Being safe
Pupils should know
• what sorts of boundaries are appropriate in friendships with peers and others (including in a digital context). • about the concept of privacy and the implications of it for both children and adults; including that it is not always right to keep secrets if they relate to being safe. • that each person’s body belongs to them, and the differences between appropriate and inappropriate or unsafe physical, and other, contact. • how to respond safely and appropriately to adults they may encounter (in all contexts, including online) whom they do not know. • how to recognise and report feelings of being unsafe or feeling bad about any adult. • how to ask for advice or help for themselves or others, and to keep trying until they are heard, • how to report concerns or abuse, and the vocabulary and confidence needed to do so. • where to get advice e.g. family, school and/or other sources.
The content set out in this guidance covers everything that primary schools should teach about relationships and health, including puberty.
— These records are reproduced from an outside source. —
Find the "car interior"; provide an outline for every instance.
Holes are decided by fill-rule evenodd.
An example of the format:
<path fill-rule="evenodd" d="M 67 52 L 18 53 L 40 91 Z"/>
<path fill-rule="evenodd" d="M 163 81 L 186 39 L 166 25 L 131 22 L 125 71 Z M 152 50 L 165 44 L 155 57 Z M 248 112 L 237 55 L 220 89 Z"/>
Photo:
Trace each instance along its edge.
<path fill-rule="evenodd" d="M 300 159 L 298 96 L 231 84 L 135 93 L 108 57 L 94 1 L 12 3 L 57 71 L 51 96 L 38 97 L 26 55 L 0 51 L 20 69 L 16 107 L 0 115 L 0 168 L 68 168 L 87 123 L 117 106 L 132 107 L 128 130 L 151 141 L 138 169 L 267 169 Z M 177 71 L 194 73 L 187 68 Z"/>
The national curriculum for science also includes subject content in related areas, such as the main external body parts, the human body as it grows from birth to old age (including puberty) and reproduction in some plants and animals.
Physical health & mental wellbeing
By the end of primary school:
Mental wellbeing
Pupils should know
• that mental wellbeing is a normal part of daily life, in the same way as physical health. • that there is a normal range of emotions (e.g. happiness, sadness, anger, fear, surprise, nervousness) and scale of emotions that all humans experience in relation to different experiences and situations.